Detail from “A List of the Number of White and Black persons in each Family in Lancaster County. May 1783. And in the Seventh Year of our Independance.”

It is difficult to find even one transcribed tax or census return for Lancaster County in the years between the Revolutionary and Civil Wars. To create SlavePlaces forty of them were transcribed, containing over 14,000 handwritten rows of information, each beginning with the name of a householder. The result is a cornucopia of information pertaining to almost everyone - enslaved black, free black, and white - who lived in Lancaster between 1785 and 1860.

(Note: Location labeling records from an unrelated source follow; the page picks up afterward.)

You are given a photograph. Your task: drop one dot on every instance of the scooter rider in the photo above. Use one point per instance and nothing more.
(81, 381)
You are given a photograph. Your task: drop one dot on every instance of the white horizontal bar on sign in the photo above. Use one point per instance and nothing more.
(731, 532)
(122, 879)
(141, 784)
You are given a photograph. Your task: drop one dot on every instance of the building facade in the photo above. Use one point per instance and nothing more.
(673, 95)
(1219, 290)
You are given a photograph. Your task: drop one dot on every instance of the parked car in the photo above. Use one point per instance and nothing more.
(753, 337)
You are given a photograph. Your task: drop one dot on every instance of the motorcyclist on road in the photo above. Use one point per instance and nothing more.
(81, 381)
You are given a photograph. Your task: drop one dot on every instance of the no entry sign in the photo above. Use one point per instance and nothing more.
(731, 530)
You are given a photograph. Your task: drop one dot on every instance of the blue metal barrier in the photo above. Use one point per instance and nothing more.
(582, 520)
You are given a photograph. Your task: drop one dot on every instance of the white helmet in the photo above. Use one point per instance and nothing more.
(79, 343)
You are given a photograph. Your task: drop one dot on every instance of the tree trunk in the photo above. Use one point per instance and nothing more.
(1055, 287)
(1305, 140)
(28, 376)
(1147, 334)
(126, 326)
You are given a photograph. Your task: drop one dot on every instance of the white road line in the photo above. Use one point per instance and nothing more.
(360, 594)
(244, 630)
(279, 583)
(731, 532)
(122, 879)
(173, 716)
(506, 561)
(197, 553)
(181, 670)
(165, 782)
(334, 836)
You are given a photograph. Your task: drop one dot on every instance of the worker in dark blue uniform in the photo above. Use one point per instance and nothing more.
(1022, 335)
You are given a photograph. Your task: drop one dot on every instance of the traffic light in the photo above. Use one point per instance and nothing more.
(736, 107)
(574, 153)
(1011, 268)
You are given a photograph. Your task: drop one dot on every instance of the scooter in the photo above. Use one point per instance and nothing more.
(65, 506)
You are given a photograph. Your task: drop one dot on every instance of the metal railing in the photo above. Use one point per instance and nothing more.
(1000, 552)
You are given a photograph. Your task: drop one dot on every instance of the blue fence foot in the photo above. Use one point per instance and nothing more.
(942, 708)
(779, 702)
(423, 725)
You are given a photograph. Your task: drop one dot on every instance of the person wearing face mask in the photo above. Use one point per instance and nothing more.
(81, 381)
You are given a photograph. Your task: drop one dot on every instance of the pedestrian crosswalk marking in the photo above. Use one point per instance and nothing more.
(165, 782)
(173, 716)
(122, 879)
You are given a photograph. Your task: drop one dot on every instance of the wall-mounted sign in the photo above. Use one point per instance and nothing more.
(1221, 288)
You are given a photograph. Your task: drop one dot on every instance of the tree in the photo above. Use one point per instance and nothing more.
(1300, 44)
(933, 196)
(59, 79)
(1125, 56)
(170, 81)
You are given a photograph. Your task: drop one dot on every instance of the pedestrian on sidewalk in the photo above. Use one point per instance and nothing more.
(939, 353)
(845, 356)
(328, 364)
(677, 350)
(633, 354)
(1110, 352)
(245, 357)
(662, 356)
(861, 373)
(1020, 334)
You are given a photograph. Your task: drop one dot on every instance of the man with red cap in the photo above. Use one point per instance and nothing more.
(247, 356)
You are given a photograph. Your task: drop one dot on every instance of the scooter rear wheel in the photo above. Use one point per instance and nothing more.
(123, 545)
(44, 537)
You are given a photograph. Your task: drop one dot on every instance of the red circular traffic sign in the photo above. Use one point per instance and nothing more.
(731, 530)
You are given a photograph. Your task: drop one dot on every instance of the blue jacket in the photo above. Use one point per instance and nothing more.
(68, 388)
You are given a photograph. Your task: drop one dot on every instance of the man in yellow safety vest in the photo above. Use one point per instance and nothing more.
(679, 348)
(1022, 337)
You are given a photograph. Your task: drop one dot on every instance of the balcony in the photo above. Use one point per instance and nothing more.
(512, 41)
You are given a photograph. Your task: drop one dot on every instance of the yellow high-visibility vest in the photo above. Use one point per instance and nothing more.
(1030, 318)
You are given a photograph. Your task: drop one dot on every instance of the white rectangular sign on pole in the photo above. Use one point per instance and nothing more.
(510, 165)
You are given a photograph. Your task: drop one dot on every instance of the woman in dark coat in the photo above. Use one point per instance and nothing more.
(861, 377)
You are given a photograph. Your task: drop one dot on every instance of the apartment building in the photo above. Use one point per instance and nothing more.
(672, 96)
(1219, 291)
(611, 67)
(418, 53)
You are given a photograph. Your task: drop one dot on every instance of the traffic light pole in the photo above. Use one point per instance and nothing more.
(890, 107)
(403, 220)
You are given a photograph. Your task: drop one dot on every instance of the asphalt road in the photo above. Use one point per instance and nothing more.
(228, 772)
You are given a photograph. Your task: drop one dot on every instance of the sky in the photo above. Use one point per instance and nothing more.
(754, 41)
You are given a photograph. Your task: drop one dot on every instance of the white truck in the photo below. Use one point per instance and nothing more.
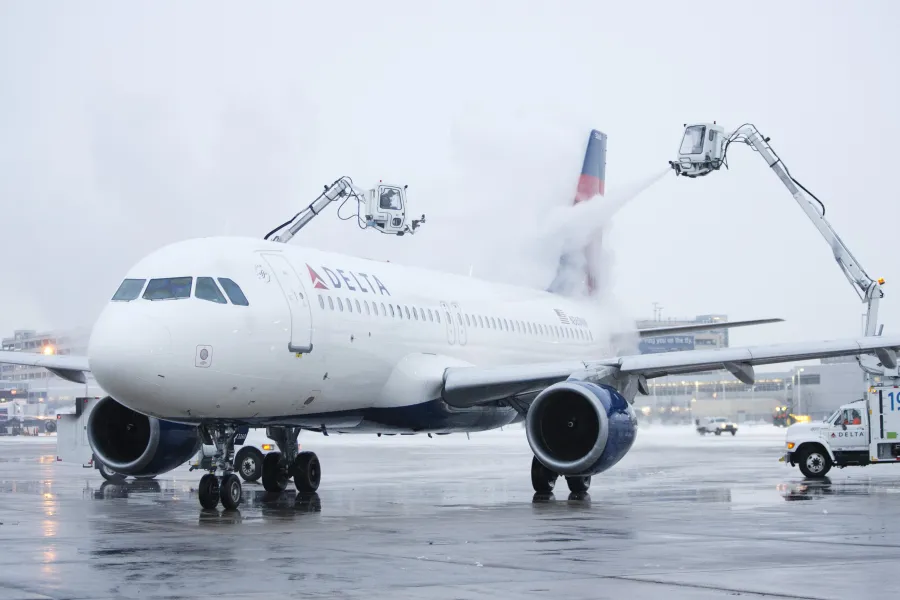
(860, 433)
(716, 425)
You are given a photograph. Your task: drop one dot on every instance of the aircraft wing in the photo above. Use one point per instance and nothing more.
(471, 386)
(676, 329)
(70, 368)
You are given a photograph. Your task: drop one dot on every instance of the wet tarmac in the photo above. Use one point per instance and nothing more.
(682, 516)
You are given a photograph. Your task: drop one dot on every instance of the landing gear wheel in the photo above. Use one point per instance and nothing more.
(307, 472)
(231, 491)
(542, 478)
(579, 484)
(274, 476)
(814, 463)
(108, 474)
(209, 491)
(248, 463)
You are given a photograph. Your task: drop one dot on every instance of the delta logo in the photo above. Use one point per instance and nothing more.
(340, 279)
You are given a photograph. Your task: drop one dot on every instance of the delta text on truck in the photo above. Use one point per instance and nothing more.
(860, 433)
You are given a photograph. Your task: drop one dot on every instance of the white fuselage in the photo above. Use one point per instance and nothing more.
(323, 335)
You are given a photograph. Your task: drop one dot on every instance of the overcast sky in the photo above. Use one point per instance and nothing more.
(126, 127)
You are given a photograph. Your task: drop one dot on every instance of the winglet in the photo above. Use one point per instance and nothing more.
(655, 331)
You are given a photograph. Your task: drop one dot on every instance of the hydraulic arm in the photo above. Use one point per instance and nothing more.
(704, 149)
(385, 210)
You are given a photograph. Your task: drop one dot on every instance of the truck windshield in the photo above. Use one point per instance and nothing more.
(692, 143)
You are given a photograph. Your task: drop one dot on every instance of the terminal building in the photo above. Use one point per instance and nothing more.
(815, 390)
(36, 385)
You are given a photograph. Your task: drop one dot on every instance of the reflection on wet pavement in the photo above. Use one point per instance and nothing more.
(413, 517)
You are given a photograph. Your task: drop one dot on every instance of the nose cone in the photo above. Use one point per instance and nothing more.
(129, 353)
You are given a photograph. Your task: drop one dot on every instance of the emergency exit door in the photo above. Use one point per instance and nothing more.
(297, 300)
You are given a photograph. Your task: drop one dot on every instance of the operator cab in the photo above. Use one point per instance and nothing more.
(701, 151)
(386, 210)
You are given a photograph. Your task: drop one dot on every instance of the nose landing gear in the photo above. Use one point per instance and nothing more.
(226, 488)
(279, 467)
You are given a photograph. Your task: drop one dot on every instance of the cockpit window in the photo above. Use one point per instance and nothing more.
(129, 290)
(208, 290)
(170, 288)
(234, 292)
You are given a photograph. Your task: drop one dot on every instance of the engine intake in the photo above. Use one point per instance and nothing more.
(580, 428)
(131, 443)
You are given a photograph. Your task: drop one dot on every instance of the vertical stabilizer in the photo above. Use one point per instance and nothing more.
(575, 273)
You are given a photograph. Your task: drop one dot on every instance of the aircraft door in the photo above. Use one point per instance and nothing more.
(451, 329)
(298, 302)
(462, 334)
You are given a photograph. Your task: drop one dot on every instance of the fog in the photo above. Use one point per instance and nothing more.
(126, 127)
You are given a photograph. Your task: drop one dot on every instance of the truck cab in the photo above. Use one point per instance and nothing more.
(859, 433)
(716, 425)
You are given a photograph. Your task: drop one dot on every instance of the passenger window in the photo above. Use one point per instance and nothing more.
(233, 291)
(208, 290)
(129, 290)
(171, 288)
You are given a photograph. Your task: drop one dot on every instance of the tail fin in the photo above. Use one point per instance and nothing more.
(575, 274)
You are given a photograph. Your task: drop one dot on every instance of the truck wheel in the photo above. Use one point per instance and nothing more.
(248, 462)
(814, 462)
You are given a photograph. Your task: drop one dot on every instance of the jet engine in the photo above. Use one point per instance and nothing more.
(580, 428)
(134, 444)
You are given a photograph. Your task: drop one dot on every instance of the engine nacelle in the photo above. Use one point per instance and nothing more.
(580, 428)
(134, 444)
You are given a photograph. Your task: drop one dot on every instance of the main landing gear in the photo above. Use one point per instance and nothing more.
(226, 488)
(280, 466)
(544, 480)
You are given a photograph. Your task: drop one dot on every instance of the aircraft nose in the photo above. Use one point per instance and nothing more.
(128, 355)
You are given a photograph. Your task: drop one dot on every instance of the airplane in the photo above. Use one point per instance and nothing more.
(207, 336)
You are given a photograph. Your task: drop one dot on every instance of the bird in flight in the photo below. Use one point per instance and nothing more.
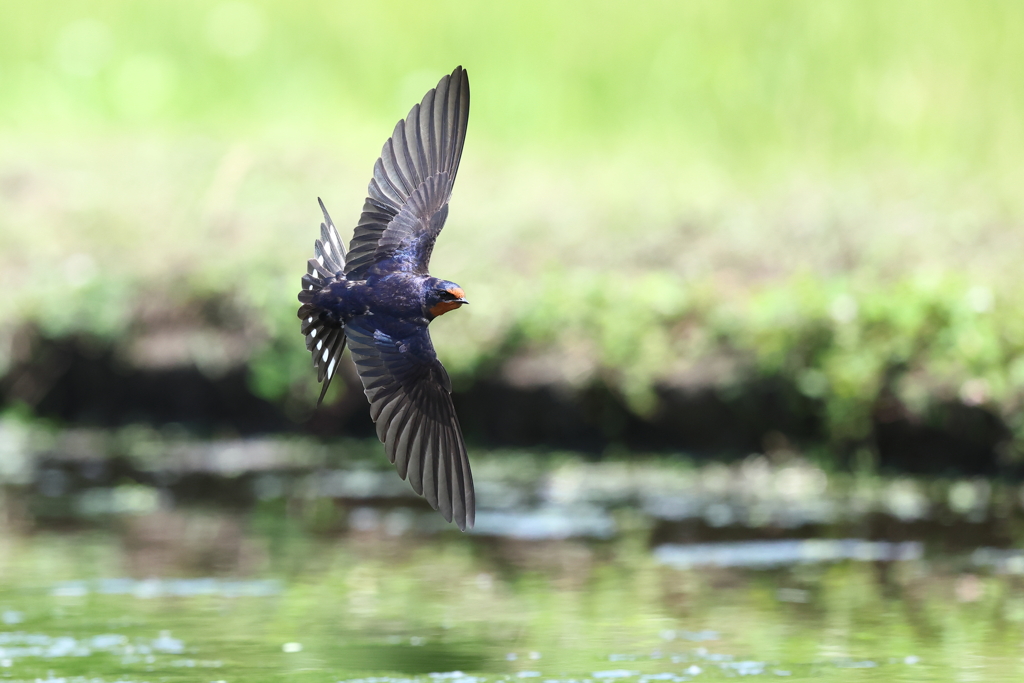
(379, 298)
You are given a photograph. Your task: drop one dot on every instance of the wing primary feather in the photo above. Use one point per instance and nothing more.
(427, 472)
(443, 474)
(451, 456)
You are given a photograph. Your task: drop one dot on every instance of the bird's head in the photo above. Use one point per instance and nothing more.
(441, 296)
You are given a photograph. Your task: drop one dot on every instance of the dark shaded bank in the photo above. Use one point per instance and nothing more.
(79, 381)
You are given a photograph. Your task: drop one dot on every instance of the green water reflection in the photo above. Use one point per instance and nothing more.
(279, 603)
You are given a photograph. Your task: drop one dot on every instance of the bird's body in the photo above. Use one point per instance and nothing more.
(379, 298)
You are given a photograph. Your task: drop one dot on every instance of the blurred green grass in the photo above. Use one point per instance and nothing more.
(826, 190)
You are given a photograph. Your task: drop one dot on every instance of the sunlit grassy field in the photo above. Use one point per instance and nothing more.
(823, 190)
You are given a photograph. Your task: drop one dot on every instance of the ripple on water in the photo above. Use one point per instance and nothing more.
(776, 553)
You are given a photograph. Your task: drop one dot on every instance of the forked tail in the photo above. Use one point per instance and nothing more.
(325, 337)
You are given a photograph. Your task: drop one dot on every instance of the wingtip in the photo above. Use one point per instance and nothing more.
(327, 216)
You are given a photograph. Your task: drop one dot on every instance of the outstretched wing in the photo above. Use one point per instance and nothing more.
(411, 401)
(407, 201)
(325, 337)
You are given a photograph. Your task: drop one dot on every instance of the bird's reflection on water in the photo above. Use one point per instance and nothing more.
(649, 570)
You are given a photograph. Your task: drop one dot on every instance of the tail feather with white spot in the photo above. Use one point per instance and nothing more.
(325, 338)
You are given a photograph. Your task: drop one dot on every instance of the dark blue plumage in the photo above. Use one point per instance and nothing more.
(379, 298)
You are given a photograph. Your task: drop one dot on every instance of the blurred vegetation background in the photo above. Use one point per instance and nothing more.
(654, 196)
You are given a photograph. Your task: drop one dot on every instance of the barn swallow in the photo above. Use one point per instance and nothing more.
(379, 298)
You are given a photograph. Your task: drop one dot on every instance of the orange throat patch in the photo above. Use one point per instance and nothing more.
(443, 307)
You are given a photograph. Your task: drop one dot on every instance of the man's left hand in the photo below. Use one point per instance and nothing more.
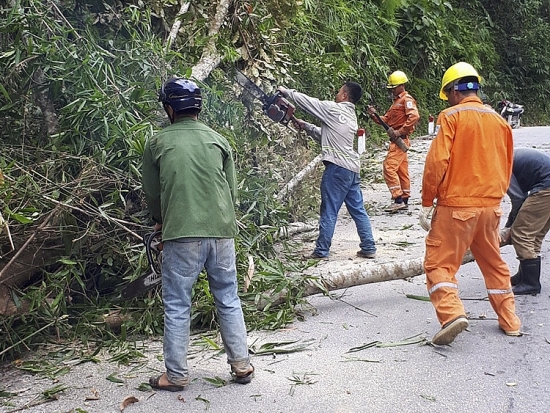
(283, 90)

We hope this online resource will benefit persons whose interests range from researching their own ancestry to getting answers to questions like these:

Which persons held large plantations, smaller tracts of land, or no land at all? How were the enslaved families distributed on those homeplaces? Did any free blacks own land?

Were most of the white families rich, poor or in the middle? Did most black households live and work with the rich, the poor or in between?

Were most black and white homes made up of adults and children?  Were there many all-male or all-female households? Can we see just where the homes were, both black and white? Upon a creek? Near a mill?

How did any of these matters change over time?

It will be “all good” if SlavePlaces helps any visitor on an historical or genealogical quest – Enslaved Black, Free Black or White – find answers to their questions or a new path to look for them. SlavePlaces was compiled of and contains everyone’s places in Lancaster County, Virginia.